Je sens dans ma chair chaque mot de votre article mais n’est-il pas le moment de tout revoir y compris cette indépendance qui s’avère-t-il aujourd’hui n’en est pas une ou du moins pas une pour toute cette masse de populations asservies et mal logées.

Je suis très et profondément blessé de voir ou plutôt de sentir et / ou ressentir le mal vécu par ces populations qui espéraient beaucoup mieux.

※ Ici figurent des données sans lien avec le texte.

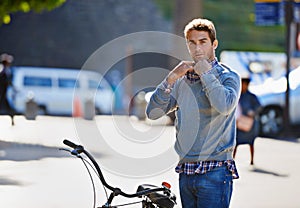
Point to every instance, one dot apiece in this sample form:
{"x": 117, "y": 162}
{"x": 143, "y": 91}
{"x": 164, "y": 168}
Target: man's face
{"x": 200, "y": 46}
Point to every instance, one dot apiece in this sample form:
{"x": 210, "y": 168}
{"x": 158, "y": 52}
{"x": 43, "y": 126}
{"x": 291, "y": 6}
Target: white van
{"x": 55, "y": 90}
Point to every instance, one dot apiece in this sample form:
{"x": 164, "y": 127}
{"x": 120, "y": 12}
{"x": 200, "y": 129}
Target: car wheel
{"x": 271, "y": 121}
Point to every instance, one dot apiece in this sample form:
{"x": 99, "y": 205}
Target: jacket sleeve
{"x": 222, "y": 93}
{"x": 161, "y": 102}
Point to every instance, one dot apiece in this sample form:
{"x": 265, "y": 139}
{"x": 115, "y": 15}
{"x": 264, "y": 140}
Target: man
{"x": 249, "y": 106}
{"x": 5, "y": 82}
{"x": 204, "y": 94}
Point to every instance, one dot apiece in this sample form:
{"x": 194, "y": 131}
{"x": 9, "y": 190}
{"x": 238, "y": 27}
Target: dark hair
{"x": 201, "y": 25}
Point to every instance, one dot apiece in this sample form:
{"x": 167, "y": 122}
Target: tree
{"x": 8, "y": 7}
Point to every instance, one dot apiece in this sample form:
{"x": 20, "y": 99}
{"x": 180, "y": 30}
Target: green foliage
{"x": 8, "y": 7}
{"x": 235, "y": 23}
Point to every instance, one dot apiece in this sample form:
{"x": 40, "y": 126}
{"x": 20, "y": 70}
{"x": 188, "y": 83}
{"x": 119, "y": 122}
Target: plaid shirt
{"x": 202, "y": 167}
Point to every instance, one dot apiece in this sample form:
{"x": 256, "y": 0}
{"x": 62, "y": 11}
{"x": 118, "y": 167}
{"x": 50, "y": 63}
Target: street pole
{"x": 289, "y": 16}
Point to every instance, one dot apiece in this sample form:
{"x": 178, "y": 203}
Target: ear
{"x": 215, "y": 44}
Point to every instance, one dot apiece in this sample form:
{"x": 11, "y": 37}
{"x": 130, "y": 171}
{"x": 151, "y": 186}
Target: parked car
{"x": 271, "y": 116}
{"x": 55, "y": 90}
{"x": 267, "y": 71}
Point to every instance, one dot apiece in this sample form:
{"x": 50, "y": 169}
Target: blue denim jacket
{"x": 205, "y": 113}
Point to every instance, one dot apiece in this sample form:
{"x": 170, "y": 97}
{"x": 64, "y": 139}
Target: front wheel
{"x": 271, "y": 121}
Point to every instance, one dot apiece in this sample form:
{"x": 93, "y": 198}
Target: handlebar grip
{"x": 70, "y": 144}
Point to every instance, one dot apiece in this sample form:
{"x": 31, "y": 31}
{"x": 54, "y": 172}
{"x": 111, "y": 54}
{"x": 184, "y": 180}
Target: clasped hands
{"x": 183, "y": 67}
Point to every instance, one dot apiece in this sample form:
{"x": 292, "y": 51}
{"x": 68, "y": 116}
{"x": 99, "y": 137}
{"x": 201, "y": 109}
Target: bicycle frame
{"x": 154, "y": 199}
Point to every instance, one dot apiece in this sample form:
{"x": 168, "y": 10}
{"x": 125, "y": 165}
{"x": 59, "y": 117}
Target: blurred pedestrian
{"x": 204, "y": 94}
{"x": 5, "y": 81}
{"x": 247, "y": 119}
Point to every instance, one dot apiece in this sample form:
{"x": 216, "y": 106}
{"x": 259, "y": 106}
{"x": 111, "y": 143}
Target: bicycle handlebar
{"x": 77, "y": 149}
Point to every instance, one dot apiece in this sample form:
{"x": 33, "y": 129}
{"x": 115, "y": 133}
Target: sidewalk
{"x": 35, "y": 174}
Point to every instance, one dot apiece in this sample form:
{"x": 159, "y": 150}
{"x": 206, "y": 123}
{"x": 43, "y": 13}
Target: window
{"x": 68, "y": 83}
{"x": 37, "y": 81}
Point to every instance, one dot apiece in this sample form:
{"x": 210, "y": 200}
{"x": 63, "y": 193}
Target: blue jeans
{"x": 212, "y": 189}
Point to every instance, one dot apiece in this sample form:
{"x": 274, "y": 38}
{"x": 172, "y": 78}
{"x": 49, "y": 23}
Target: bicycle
{"x": 152, "y": 196}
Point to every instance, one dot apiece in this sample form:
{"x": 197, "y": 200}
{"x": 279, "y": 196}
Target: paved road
{"x": 34, "y": 173}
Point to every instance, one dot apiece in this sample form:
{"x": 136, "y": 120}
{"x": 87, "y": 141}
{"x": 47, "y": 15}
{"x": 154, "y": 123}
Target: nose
{"x": 198, "y": 47}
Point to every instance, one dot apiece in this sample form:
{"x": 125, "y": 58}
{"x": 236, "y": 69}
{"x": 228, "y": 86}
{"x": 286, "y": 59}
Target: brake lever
{"x": 65, "y": 149}
{"x": 75, "y": 151}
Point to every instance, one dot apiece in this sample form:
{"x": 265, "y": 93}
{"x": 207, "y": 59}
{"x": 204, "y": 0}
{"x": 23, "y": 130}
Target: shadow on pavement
{"x": 25, "y": 152}
{"x": 264, "y": 171}
{"x": 9, "y": 182}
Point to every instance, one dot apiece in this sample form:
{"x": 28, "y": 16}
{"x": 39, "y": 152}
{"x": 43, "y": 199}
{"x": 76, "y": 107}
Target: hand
{"x": 202, "y": 66}
{"x": 180, "y": 70}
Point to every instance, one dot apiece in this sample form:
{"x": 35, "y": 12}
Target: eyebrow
{"x": 202, "y": 39}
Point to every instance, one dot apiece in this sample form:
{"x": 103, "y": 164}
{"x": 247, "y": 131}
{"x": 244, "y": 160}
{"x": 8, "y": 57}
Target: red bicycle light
{"x": 167, "y": 185}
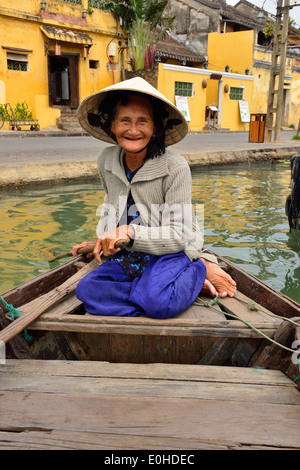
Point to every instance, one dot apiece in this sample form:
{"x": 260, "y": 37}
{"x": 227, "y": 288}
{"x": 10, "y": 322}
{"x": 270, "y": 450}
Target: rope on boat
{"x": 15, "y": 313}
{"x": 252, "y": 306}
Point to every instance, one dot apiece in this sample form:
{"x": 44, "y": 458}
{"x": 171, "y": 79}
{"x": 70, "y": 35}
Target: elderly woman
{"x": 163, "y": 268}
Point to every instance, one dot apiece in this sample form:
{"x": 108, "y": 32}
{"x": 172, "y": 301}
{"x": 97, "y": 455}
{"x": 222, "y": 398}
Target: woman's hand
{"x": 107, "y": 242}
{"x": 218, "y": 280}
{"x": 76, "y": 248}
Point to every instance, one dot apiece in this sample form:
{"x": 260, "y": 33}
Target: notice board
{"x": 244, "y": 111}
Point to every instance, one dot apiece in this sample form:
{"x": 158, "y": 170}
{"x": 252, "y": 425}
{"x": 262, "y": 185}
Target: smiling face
{"x": 133, "y": 125}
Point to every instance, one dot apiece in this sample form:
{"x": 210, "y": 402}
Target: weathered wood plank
{"x": 184, "y": 372}
{"x": 260, "y": 424}
{"x": 74, "y": 440}
{"x": 207, "y": 407}
{"x": 239, "y": 305}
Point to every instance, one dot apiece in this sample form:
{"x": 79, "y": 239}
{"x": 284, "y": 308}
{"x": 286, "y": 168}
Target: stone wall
{"x": 194, "y": 20}
{"x": 150, "y": 75}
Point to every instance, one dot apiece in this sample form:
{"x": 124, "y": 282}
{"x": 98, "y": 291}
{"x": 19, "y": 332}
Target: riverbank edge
{"x": 83, "y": 171}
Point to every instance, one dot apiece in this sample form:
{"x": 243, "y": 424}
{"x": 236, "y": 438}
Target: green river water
{"x": 244, "y": 221}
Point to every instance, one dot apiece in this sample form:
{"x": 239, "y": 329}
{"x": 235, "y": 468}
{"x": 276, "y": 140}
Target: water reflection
{"x": 244, "y": 220}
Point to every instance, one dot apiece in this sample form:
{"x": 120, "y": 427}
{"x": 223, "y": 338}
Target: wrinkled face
{"x": 133, "y": 125}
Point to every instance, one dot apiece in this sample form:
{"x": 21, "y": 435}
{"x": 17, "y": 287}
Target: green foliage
{"x": 20, "y": 111}
{"x": 144, "y": 23}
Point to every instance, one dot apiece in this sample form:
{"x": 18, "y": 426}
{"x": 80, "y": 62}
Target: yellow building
{"x": 55, "y": 53}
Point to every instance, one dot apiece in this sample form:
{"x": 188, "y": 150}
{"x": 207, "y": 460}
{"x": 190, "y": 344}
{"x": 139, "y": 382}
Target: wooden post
{"x": 279, "y": 51}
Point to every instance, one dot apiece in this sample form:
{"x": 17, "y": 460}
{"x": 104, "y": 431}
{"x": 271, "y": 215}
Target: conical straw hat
{"x": 175, "y": 123}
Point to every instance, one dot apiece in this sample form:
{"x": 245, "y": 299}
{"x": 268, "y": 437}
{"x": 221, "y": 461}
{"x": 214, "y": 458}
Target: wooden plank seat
{"x": 96, "y": 405}
{"x": 197, "y": 320}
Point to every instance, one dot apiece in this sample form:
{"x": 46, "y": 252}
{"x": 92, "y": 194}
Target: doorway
{"x": 63, "y": 80}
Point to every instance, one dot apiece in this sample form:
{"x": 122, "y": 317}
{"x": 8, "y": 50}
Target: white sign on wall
{"x": 244, "y": 111}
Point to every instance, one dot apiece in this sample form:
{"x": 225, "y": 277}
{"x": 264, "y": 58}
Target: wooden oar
{"x": 82, "y": 251}
{"x": 35, "y": 308}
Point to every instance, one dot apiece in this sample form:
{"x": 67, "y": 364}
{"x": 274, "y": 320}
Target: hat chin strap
{"x": 170, "y": 124}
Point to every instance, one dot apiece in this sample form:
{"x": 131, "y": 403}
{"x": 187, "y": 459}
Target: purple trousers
{"x": 169, "y": 285}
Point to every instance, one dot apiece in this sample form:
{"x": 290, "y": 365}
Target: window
{"x": 236, "y": 93}
{"x": 93, "y": 4}
{"x": 94, "y": 64}
{"x": 183, "y": 89}
{"x": 17, "y": 62}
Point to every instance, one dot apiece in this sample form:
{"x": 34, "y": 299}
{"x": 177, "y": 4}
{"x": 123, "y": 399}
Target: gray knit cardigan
{"x": 161, "y": 190}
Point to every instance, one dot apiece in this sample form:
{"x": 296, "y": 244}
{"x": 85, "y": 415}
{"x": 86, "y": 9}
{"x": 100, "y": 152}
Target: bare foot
{"x": 220, "y": 280}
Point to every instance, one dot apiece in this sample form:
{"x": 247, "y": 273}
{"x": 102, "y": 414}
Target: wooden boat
{"x": 214, "y": 335}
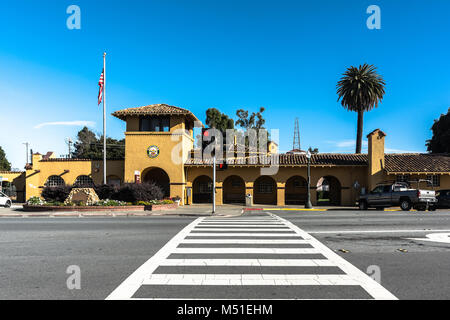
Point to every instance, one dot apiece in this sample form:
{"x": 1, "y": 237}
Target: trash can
{"x": 248, "y": 200}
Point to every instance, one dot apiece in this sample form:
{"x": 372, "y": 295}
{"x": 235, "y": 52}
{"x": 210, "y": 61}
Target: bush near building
{"x": 128, "y": 193}
{"x": 134, "y": 192}
{"x": 56, "y": 194}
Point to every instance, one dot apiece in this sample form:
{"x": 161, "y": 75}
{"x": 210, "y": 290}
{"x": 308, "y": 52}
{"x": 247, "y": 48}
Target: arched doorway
{"x": 265, "y": 191}
{"x": 202, "y": 190}
{"x": 328, "y": 191}
{"x": 234, "y": 190}
{"x": 159, "y": 177}
{"x": 296, "y": 190}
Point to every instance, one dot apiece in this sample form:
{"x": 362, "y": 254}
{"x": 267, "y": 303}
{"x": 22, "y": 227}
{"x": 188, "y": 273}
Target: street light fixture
{"x": 308, "y": 204}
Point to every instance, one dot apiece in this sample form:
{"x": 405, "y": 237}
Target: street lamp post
{"x": 308, "y": 204}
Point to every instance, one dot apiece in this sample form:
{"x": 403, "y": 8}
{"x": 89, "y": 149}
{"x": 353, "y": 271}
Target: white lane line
{"x": 247, "y": 241}
{"x": 239, "y": 220}
{"x": 379, "y": 231}
{"x": 246, "y": 250}
{"x": 243, "y": 234}
{"x": 249, "y": 262}
{"x": 242, "y": 229}
{"x": 129, "y": 287}
{"x": 376, "y": 290}
{"x": 255, "y": 226}
{"x": 241, "y": 224}
{"x": 251, "y": 279}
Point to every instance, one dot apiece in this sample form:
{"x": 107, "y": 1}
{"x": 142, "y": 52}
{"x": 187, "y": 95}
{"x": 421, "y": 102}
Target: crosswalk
{"x": 257, "y": 257}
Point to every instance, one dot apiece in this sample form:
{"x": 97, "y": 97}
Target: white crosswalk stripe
{"x": 246, "y": 252}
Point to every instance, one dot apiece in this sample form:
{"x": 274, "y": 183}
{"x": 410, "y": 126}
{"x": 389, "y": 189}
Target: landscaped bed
{"x": 129, "y": 197}
{"x": 35, "y": 205}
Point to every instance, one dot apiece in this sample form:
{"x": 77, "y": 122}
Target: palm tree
{"x": 360, "y": 89}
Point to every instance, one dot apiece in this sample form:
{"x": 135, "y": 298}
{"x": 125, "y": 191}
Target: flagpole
{"x": 104, "y": 118}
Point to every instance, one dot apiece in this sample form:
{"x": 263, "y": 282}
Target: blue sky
{"x": 284, "y": 55}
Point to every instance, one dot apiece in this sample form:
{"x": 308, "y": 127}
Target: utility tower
{"x": 296, "y": 143}
{"x": 69, "y": 143}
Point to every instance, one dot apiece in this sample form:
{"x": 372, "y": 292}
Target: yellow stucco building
{"x": 159, "y": 144}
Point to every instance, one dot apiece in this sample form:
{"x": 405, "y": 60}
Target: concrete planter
{"x": 34, "y": 208}
{"x": 161, "y": 207}
{"x": 156, "y": 207}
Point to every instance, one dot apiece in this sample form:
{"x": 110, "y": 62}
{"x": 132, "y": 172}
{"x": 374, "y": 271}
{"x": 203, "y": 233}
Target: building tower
{"x": 296, "y": 143}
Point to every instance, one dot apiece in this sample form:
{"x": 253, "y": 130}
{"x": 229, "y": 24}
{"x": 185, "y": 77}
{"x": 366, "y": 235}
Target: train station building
{"x": 155, "y": 133}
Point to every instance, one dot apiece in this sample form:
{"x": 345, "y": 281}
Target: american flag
{"x": 101, "y": 82}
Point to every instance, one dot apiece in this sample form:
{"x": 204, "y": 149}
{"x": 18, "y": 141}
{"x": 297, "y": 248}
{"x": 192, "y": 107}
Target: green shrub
{"x": 56, "y": 194}
{"x": 135, "y": 192}
{"x": 106, "y": 191}
{"x": 110, "y": 203}
{"x": 35, "y": 201}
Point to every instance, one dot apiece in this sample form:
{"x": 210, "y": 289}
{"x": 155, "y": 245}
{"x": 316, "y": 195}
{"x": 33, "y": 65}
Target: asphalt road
{"x": 36, "y": 252}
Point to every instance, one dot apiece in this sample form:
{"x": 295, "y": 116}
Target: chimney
{"x": 376, "y": 157}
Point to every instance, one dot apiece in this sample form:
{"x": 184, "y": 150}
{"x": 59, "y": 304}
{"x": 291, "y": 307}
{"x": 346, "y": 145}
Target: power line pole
{"x": 69, "y": 143}
{"x": 26, "y": 155}
{"x": 104, "y": 118}
{"x": 296, "y": 143}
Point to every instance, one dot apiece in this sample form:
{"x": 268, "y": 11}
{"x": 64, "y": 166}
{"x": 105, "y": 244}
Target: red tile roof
{"x": 393, "y": 162}
{"x": 321, "y": 159}
{"x": 417, "y": 162}
{"x": 154, "y": 109}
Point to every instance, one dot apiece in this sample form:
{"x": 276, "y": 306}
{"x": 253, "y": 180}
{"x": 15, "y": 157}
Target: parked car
{"x": 398, "y": 194}
{"x": 443, "y": 197}
{"x": 5, "y": 201}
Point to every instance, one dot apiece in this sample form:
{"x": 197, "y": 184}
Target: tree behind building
{"x": 440, "y": 142}
{"x": 5, "y": 165}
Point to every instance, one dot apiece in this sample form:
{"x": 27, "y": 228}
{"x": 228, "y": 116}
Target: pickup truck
{"x": 398, "y": 194}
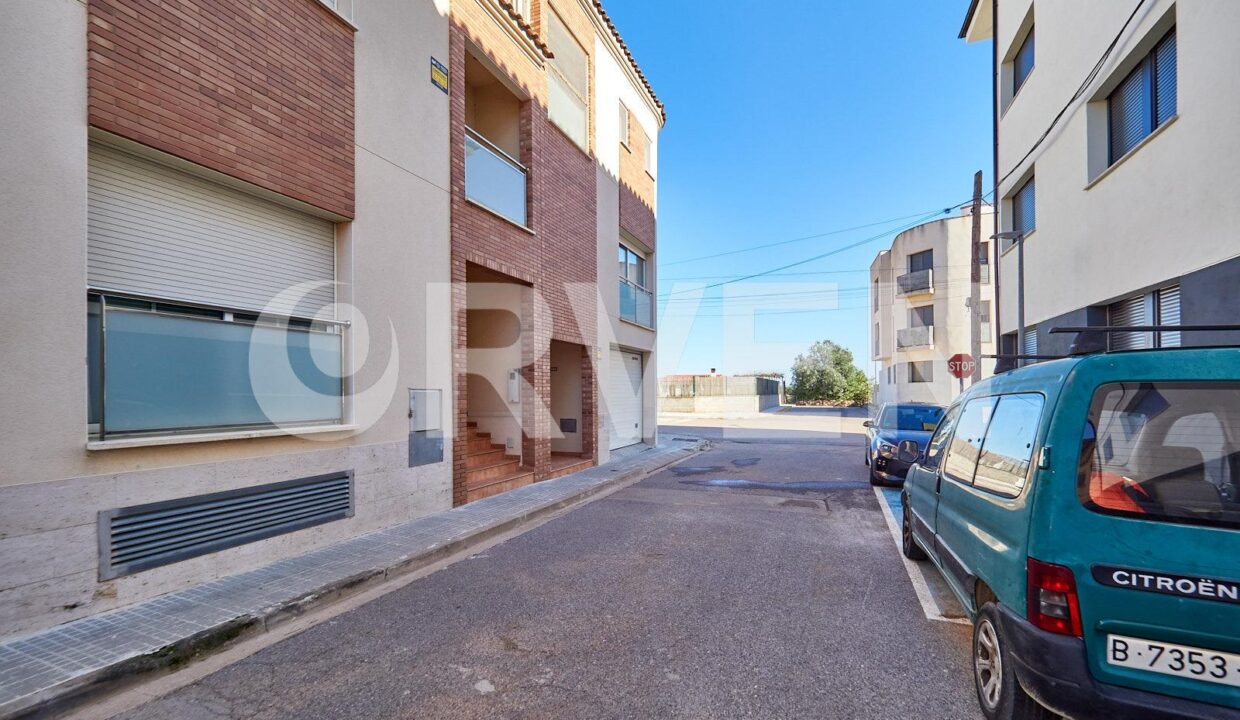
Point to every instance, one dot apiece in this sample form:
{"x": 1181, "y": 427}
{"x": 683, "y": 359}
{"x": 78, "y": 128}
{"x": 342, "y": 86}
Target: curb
{"x": 71, "y": 694}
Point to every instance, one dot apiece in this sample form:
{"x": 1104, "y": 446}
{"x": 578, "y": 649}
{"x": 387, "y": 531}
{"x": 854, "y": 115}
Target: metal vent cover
{"x": 143, "y": 537}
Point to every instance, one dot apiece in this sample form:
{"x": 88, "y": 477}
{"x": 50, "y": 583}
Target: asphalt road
{"x": 755, "y": 580}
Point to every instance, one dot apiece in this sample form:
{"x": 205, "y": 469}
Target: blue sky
{"x": 819, "y": 117}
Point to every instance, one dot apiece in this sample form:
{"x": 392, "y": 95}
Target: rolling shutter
{"x": 1131, "y": 311}
{"x": 156, "y": 232}
{"x": 1168, "y": 314}
{"x": 1029, "y": 343}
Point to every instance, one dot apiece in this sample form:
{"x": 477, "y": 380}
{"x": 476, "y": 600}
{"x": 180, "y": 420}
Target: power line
{"x": 1075, "y": 97}
{"x": 828, "y": 233}
{"x": 827, "y": 254}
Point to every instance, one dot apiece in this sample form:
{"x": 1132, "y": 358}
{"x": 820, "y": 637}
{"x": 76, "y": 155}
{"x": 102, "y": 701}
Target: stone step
{"x": 489, "y": 456}
{"x": 497, "y": 486}
{"x": 478, "y": 476}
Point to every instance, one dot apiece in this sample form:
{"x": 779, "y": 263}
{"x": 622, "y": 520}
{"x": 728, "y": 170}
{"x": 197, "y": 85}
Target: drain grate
{"x": 148, "y": 535}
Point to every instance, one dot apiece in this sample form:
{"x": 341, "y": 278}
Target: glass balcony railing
{"x": 494, "y": 179}
{"x": 908, "y": 337}
{"x": 636, "y": 304}
{"x": 915, "y": 283}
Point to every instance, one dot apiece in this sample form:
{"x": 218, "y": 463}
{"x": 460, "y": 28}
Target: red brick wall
{"x": 258, "y": 89}
{"x": 557, "y": 250}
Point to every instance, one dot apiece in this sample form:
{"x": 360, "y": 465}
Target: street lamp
{"x": 1018, "y": 238}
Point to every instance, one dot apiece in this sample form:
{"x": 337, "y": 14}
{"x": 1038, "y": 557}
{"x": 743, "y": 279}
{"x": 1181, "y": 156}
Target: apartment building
{"x": 553, "y": 162}
{"x": 232, "y": 332}
{"x": 920, "y": 312}
{"x": 1115, "y": 155}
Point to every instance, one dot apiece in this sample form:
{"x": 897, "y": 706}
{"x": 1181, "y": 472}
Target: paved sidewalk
{"x": 72, "y": 661}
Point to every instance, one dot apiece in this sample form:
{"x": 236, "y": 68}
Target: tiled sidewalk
{"x": 87, "y": 654}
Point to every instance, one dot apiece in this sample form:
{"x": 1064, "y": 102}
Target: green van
{"x": 1086, "y": 512}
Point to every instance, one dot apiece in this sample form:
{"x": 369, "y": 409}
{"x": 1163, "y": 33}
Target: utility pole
{"x": 975, "y": 279}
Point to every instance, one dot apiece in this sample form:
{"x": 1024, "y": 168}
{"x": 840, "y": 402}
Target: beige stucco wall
{"x": 1164, "y": 211}
{"x": 950, "y": 239}
{"x": 392, "y": 257}
{"x": 613, "y": 86}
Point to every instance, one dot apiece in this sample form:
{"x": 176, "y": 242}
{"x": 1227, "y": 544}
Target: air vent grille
{"x": 143, "y": 537}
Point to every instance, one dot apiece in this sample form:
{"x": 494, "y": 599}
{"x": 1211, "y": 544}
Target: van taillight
{"x": 1053, "y": 605}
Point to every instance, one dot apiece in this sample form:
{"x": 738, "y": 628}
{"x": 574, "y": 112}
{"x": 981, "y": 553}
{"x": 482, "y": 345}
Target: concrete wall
{"x": 391, "y": 259}
{"x": 951, "y": 241}
{"x": 1164, "y": 211}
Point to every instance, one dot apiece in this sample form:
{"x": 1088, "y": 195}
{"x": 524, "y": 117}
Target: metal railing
{"x": 636, "y": 304}
{"x": 494, "y": 179}
{"x": 908, "y": 337}
{"x": 915, "y": 283}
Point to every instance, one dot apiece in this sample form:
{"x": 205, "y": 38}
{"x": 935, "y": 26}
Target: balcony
{"x": 636, "y": 304}
{"x": 918, "y": 283}
{"x": 912, "y": 337}
{"x": 494, "y": 179}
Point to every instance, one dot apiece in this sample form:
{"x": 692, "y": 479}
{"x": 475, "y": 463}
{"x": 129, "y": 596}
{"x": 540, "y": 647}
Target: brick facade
{"x": 556, "y": 255}
{"x": 257, "y": 89}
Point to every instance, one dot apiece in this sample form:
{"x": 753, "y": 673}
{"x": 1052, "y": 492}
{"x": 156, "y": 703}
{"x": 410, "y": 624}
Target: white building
{"x": 1124, "y": 188}
{"x": 919, "y": 310}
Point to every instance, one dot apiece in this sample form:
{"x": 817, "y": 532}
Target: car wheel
{"x": 998, "y": 692}
{"x": 908, "y": 545}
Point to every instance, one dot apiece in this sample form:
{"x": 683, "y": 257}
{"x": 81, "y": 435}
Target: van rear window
{"x": 1163, "y": 451}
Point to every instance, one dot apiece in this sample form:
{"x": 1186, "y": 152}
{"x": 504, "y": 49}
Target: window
{"x": 1143, "y": 100}
{"x": 1160, "y": 451}
{"x": 1022, "y": 65}
{"x": 568, "y": 86}
{"x": 160, "y": 368}
{"x": 923, "y": 260}
{"x": 636, "y": 301}
{"x": 921, "y": 316}
{"x": 939, "y": 441}
{"x": 1003, "y": 465}
{"x": 966, "y": 444}
{"x": 1157, "y": 307}
{"x": 624, "y": 125}
{"x": 1024, "y": 215}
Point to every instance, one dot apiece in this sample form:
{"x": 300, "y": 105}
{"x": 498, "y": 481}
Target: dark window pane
{"x": 1023, "y": 63}
{"x": 966, "y": 444}
{"x": 923, "y": 260}
{"x": 1164, "y": 79}
{"x": 1003, "y": 465}
{"x": 1161, "y": 451}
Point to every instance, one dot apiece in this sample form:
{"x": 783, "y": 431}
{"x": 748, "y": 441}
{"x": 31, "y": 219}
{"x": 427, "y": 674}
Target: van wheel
{"x": 998, "y": 692}
{"x": 908, "y": 545}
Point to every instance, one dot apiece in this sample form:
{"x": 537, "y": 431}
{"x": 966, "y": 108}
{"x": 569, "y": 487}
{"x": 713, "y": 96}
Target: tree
{"x": 826, "y": 373}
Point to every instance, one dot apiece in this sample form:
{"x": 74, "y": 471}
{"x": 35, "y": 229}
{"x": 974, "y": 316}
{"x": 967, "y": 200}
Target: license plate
{"x": 1173, "y": 659}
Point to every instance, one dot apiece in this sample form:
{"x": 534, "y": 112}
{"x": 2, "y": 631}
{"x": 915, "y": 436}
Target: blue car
{"x": 897, "y": 423}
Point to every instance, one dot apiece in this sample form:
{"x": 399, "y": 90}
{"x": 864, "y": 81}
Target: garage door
{"x": 156, "y": 232}
{"x": 624, "y": 398}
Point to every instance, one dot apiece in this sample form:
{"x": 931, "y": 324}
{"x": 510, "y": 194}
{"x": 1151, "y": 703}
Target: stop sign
{"x": 961, "y": 364}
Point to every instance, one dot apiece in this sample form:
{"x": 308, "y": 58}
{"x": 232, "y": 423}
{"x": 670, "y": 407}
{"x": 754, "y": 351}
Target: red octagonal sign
{"x": 961, "y": 364}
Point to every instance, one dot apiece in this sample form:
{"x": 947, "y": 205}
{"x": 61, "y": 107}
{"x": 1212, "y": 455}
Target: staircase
{"x": 487, "y": 469}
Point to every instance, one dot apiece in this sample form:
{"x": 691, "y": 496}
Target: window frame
{"x": 1147, "y": 72}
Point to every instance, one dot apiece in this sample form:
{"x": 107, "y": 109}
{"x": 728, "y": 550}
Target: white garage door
{"x": 158, "y": 232}
{"x": 624, "y": 398}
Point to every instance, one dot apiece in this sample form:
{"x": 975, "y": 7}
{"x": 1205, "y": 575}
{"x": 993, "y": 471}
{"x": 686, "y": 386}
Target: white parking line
{"x": 916, "y": 571}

La question que je me pose à chaque fois est celle-ci : pourquoi a-t-on fait cela, pourquoi a-t-on entrepris de se mettre à dos, ces, ces maudits français. OK, ils n’étaient pas des anges, si obstinés et si exigeants qu’ils y ont tout perdus et nous avec. Ils ont fini par négocier avec ce FLN de tous les malheurs.

Suis-je devenu gâteux a mon âge ? Je n’ai plus rien à espérer mais je pense à toute cette jeunesse emprisonnée et mal éduquée, nourrie, soignée, etc. Qu’a-t-on fait en 55 ans. Je suis très désolé d’avoir à écrire cela mais cette fois c’est plus fort que moi. Je pense sérieusement que les algériens et algériennes vont aller droit au mur et pour éviter tout choc brutal, ils et elles devraient faire quelque chose de diffèrent. Par exemple recommencer à zéro, c’est-à-dire tout reprendre à partir de ce 5 Juillet 1962, mais cette fois-ci laisser les militaires et révolutionnaires bidon en dehors de l’assemblée constituante. Avec mes meilleurs vœux de santé et de bonheur à tous et à toutes.